Re: [RFC v1 0/8] RFC v1: Kernel handling of CPU and memory hot un/plug for crash

From: Eric DeVolder
Date: Tue Dec 07 2021 - 15:05:09 EST


See below, thanks, eric

On 12/1/21 06:59, Baoquan He wrote:
+ akpm

On 11/29/21 at 01:42pm, Eric DeVolder wrote:
Hi, see below.
eric

On 11/24/21 03:02, Baoquan He wrote:
Hi,

On 11/18/21 at 12:49pm, Eric DeVolder wrote:
......
This patchset introduces a generic crash hot un/plug handler that
registers with the CPU and memory notifiers.
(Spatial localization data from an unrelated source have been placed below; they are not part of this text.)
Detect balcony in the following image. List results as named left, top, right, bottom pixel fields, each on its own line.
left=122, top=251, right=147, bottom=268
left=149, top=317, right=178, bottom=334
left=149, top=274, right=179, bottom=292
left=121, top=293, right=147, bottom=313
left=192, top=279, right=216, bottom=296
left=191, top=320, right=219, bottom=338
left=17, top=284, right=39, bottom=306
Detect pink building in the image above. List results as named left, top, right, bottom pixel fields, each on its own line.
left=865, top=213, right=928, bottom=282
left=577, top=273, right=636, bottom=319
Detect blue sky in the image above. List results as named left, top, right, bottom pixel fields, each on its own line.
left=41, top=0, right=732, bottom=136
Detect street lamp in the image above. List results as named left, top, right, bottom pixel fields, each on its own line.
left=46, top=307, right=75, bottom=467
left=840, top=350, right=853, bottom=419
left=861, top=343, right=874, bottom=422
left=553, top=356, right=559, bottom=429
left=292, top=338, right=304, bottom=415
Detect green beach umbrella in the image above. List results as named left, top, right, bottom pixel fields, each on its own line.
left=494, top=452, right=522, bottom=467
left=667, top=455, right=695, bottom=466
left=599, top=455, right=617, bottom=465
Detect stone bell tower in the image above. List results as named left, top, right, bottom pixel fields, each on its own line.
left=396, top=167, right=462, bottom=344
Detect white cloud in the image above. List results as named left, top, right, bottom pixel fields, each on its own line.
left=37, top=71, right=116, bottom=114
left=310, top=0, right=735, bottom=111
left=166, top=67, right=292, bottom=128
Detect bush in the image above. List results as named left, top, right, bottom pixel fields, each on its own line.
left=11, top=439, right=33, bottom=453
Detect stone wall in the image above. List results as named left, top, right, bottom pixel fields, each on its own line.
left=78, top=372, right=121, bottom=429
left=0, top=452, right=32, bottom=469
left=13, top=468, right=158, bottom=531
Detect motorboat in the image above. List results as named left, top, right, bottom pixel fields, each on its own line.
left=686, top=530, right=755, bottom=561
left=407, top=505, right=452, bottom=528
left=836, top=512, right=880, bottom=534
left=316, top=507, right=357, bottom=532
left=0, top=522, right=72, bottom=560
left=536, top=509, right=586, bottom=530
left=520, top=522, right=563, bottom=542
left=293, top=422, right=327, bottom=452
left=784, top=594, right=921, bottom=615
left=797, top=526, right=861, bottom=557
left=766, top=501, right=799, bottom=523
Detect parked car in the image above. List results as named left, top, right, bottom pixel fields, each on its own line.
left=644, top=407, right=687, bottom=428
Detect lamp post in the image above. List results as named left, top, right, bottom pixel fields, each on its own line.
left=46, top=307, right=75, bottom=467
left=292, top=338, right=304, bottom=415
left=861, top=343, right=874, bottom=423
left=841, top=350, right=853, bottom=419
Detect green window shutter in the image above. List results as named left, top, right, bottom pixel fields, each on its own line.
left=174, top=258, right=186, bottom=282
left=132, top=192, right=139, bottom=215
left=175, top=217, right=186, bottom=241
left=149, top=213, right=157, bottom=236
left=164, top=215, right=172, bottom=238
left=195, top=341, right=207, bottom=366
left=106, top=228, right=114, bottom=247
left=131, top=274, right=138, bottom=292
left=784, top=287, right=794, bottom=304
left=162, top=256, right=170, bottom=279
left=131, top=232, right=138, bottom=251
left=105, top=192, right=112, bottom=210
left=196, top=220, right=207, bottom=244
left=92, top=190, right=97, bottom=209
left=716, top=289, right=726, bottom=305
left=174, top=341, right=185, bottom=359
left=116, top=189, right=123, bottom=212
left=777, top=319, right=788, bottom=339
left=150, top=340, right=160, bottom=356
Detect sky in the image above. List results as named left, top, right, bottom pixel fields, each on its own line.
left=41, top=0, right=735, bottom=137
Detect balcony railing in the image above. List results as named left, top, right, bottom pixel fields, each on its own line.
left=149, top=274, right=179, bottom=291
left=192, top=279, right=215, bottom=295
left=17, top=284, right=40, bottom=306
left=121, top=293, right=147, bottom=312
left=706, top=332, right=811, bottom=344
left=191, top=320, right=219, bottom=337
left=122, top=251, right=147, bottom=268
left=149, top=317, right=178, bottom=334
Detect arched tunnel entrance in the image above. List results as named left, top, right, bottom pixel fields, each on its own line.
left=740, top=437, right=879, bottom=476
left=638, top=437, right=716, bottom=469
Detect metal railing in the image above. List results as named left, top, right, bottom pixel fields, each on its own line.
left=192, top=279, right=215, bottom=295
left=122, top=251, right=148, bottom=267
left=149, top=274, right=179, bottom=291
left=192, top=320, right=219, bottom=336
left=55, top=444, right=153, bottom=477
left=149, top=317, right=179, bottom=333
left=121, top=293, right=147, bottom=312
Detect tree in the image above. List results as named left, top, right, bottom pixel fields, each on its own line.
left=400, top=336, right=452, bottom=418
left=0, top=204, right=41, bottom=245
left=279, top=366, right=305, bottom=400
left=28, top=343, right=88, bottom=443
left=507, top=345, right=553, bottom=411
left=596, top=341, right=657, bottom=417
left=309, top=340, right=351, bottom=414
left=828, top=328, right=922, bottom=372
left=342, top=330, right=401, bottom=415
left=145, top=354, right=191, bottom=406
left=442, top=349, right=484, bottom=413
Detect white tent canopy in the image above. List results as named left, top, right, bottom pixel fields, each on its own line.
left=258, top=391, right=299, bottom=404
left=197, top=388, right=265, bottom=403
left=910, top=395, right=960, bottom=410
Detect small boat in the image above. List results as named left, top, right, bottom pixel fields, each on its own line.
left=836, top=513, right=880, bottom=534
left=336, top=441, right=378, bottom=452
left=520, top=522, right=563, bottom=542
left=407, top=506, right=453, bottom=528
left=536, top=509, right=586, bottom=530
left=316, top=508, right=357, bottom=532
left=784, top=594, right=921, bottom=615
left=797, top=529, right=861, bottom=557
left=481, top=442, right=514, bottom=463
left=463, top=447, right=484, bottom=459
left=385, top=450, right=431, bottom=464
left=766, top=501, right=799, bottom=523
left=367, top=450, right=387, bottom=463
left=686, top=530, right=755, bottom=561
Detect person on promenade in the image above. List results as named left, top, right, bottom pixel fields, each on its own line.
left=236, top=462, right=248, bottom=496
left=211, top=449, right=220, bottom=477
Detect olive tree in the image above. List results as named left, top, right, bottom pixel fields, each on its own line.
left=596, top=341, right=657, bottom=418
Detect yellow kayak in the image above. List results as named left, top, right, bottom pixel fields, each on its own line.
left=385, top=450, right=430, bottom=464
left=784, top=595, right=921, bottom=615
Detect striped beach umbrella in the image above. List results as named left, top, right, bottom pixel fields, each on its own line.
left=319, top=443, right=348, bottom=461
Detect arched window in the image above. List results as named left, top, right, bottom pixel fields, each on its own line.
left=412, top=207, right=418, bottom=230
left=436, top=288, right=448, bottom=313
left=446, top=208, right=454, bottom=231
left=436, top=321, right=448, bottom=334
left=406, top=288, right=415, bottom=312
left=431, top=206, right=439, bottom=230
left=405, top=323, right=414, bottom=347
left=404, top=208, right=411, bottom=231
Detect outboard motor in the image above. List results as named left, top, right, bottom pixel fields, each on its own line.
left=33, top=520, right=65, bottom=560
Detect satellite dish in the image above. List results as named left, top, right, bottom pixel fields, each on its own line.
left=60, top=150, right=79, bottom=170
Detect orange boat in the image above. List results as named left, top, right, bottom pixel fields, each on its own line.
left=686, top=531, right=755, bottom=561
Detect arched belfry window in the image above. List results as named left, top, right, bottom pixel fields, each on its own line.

Upon CPU or memory
changes, this generic handler is invoked and performs important
housekeeping, for example obtaining the appropriate lock, and then
invokes an architecture specific handler to do the appropriate
updates.

In the case of x86_64, the arch specific handler generates a new
elfcorehdr, which reflects the current CPUs and memory regions, into a
buffer. Since purgatory also does an integrity check via hash digests
of the loaded segments, purgatory must also be updated with the new

When I tried to address this with a draft patch, I started with a
different way in which udev rule triggers reloading and only elfcorehdr
segment is updated. The update should be less time consuming. Seems
internal notifier is better in your way. But I didn't update purgatory
since I just skipped the elfcorehdr part when calculate the digest of
segments. The reason from my mind is kernel text, initrd must contribute
most part of the digest, elfcorehdr is much less, and it will simplify
code change more. Doing so let us have no need to touch purgatory at
all. What do you think?

Well certainly if purgatory did not need to be updated, then that simplifies
matters quite a bit!

I do not have any context on the history of including elfcorehdr in the purgatory
integrity check. I do agree with you that checking kernel, initrd, boot_params
is most important. Perhaps allowing the elfcorehdr data structure to change
isn't too bad without including in the integrity check is ok as there is some
sanity checking of it by the capture kernel as it reads it for /proc/vmcore setup.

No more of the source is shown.